Global warming and agriculture

As global warming causes climate change, the issue of effects of global warming on agriculture due to the change in weather conditions is often invoked in arguments on the course of action involving prediction of climate events. These conditions, including temperature, radiation and water, determine the carrying capacity of the biosphere to produce enough food for the human propulation and domesticated animals. Any short-term fluctuations of the climate can have dramatic effects on the agricultural productivity. Thus, the climate has a direct incidence on food supply. Also, the often thought anthropogenic cause of global warming, an increase in the amount of carbon dioxide levels, would also have effects, both detrimental and beneficial, on crop yields.

For some time it was hoped that a positive effect of global warming would be increased agricultural yields, because of the role of carbon dioxide in photosynthesis. This would be true in some regions (such as Siberia), but recent evidence often portrays global yields would be negatively affected. "Rising atmospheric temperatures, longer droughts and side-effects of both, such as higher levels of ground-level ozone gas, are likely to bring about a substantial reduction in crop yields in the coming decades, large-scale experiments have shown."[1] (http://news.independent.co.uk/world/environment/story.jsp?story=633349)

Thus, assessment of the effects of global climate changes on agriculture might help to properly anticipate and adapt farming to limit potential food shortage.

Contents

The situation at the beginning of the 21st century

Assessment differentiation between global scale or local scale

Despite technological advances, such as improved varieties, genetically modificd organisms, and irrigation systems, weather is still a key factor in agricultural productivity, as well as soil properties and natural communities. The effect of climate on agriculture is related to variabilities in climate rather than in global climate patterns. Consequently, agronomists consider any assessment has to be individually consider each local area.

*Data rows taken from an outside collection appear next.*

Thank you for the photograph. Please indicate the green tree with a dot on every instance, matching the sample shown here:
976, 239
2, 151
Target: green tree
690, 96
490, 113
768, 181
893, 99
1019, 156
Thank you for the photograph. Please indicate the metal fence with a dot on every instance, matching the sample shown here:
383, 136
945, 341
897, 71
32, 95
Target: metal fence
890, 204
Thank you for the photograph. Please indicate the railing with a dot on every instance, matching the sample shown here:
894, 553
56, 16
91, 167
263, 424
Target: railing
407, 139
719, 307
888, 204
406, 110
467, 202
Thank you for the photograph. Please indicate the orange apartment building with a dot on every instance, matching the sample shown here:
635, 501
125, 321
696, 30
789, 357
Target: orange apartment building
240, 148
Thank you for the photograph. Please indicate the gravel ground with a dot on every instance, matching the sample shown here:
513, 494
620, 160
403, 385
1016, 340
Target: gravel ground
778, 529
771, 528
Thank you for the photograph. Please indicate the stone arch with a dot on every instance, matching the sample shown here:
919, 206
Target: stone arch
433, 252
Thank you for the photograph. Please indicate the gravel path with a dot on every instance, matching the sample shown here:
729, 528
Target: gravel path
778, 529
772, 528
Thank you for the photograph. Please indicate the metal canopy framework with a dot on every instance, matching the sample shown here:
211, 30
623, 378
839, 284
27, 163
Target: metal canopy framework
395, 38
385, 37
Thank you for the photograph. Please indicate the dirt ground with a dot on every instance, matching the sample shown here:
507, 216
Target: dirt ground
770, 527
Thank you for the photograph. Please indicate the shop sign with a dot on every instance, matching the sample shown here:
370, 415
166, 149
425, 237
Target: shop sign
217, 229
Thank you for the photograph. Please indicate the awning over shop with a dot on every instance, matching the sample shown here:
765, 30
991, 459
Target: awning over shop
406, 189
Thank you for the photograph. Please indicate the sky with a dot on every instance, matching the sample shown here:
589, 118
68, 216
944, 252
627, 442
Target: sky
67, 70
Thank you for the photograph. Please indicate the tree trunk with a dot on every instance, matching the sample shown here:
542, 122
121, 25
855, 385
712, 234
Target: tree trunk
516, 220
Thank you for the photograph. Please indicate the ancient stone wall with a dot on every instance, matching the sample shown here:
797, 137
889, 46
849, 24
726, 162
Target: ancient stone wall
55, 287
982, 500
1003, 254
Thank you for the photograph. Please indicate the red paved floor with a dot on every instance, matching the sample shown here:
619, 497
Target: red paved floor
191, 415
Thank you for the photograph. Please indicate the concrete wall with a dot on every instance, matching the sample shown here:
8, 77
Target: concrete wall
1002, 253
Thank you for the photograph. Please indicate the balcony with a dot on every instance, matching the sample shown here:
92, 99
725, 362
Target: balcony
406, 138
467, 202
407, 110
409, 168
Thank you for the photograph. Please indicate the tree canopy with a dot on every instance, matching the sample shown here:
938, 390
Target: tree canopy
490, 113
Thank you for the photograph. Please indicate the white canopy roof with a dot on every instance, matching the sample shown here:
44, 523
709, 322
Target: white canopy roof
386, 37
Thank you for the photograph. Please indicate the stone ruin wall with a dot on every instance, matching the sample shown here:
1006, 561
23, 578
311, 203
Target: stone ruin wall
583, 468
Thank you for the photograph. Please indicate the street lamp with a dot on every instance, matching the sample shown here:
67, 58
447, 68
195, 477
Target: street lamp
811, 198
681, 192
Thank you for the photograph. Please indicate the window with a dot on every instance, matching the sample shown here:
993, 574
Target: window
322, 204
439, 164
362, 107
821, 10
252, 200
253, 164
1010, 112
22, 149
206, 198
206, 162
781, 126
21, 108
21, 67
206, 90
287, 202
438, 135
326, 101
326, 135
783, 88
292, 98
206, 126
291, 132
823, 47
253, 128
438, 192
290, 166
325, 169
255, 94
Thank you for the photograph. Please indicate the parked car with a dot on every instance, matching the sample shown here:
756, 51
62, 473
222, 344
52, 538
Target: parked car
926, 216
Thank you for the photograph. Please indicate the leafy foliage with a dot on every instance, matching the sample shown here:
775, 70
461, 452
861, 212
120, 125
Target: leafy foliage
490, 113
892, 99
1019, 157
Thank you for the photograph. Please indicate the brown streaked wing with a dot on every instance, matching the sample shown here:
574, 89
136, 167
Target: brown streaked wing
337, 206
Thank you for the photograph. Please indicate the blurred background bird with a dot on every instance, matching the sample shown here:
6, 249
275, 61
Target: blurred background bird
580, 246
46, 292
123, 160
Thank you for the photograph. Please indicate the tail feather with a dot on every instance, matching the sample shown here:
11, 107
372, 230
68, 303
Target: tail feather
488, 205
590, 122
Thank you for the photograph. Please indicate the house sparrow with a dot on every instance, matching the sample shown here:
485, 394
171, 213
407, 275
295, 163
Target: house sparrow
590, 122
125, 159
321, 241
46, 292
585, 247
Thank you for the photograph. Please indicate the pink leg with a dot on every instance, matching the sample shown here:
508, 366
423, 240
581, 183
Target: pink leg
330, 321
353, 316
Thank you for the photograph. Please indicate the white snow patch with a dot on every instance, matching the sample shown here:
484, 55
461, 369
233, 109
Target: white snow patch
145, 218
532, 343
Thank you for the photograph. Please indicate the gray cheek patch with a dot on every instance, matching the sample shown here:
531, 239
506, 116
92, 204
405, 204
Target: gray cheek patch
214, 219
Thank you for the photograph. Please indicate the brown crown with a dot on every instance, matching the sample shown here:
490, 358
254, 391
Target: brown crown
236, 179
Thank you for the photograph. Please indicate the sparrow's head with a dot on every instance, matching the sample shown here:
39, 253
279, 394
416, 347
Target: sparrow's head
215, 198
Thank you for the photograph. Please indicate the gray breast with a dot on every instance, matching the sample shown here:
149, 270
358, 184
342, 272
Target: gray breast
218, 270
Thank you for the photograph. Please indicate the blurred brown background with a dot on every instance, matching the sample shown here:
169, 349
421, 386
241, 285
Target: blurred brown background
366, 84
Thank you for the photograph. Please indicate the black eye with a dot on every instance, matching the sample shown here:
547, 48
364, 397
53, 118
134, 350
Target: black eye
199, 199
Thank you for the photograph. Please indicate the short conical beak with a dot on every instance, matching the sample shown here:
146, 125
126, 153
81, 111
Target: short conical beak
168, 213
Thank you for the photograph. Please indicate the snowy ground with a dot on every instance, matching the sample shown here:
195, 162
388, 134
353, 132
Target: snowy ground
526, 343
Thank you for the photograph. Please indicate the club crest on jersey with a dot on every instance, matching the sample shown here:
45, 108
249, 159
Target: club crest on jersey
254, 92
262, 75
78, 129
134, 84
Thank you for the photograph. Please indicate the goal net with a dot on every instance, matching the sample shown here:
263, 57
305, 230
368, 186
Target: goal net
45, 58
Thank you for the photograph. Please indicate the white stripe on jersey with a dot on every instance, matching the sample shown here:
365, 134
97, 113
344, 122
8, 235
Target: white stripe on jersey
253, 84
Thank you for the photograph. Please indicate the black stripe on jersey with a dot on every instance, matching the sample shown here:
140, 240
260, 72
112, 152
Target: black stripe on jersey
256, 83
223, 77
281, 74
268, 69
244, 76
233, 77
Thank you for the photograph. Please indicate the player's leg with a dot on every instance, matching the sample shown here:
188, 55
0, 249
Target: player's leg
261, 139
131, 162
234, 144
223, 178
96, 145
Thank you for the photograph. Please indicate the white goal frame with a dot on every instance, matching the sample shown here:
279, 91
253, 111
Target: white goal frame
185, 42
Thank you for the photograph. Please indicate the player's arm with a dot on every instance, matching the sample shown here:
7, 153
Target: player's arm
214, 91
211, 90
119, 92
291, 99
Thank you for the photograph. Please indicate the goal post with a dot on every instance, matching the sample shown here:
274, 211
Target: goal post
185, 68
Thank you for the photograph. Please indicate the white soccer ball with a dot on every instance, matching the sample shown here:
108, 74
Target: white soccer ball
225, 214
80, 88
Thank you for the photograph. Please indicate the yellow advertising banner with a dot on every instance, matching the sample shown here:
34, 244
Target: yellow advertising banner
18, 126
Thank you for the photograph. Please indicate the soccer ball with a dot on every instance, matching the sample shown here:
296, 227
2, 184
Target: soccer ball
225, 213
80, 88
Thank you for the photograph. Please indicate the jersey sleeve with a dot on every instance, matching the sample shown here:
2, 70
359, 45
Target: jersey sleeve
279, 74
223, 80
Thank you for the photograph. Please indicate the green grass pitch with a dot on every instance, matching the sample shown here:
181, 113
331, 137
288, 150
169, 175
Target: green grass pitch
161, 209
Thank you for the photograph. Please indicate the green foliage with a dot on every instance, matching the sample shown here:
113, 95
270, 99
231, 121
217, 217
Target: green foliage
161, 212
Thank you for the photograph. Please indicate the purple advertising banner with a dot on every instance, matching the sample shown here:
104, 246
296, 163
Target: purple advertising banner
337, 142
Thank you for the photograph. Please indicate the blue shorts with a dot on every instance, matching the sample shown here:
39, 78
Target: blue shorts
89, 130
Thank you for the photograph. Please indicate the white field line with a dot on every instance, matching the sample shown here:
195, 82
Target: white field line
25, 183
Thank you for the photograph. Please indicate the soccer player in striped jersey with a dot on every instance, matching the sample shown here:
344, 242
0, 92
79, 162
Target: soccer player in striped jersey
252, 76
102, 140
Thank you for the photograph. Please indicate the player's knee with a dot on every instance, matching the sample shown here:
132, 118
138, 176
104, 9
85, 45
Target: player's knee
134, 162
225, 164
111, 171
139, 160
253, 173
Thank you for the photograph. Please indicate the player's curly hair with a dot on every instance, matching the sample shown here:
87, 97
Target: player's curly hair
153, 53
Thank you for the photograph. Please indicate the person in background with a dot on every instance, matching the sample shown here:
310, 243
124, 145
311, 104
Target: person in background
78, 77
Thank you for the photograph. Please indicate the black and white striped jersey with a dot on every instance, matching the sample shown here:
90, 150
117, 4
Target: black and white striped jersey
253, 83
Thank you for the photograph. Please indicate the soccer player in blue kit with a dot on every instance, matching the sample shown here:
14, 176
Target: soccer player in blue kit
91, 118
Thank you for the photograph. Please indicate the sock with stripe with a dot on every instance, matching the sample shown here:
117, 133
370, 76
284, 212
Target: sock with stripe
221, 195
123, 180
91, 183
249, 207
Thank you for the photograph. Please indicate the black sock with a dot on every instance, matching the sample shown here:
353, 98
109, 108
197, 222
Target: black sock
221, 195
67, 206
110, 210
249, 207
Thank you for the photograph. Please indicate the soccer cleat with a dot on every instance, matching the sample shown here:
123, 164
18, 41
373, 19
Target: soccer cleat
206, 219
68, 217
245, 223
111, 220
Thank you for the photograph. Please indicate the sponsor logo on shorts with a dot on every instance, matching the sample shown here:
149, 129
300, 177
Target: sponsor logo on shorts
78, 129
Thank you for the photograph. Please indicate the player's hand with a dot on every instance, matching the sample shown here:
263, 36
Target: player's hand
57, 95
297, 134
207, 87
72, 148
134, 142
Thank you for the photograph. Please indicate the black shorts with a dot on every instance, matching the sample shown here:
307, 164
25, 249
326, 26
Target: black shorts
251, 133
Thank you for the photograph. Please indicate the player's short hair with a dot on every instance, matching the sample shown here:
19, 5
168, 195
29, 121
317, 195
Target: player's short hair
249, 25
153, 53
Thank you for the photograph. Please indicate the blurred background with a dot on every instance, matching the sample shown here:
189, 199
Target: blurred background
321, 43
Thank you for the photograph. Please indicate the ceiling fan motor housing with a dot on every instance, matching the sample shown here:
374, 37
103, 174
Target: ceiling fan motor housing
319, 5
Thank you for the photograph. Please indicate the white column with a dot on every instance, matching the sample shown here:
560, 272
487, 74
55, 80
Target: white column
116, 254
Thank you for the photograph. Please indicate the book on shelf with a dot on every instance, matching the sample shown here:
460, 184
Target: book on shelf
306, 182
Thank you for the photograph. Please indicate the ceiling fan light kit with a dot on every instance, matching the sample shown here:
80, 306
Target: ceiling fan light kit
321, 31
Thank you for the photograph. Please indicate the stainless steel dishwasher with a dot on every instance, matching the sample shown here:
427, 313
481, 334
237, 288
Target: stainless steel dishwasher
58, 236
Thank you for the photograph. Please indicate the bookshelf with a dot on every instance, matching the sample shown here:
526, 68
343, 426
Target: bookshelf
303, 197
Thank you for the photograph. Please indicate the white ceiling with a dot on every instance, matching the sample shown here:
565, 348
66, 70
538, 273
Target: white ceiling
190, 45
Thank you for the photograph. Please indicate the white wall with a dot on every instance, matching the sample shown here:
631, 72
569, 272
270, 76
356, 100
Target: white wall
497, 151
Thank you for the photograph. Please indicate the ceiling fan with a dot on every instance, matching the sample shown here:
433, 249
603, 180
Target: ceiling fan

On the other hand, agricultural trade has grown in the recents years, and now provides significant amounts of food, on a national level to major importing countries, as well as comfortable income to exporting ones. The international aspect of trade and security in terms of food implies the need to also consider the effects of climate change on a global scale.

Shortage in grain production

Between 1996 and 2003, grain production has stabilized slightly over 1800 millions of tons. In 2000, 2001, 2002 and 2003, grain stocks have been dropping, resulting in a global grain harvest that was short of consumption by 93 millions of tons in 2003.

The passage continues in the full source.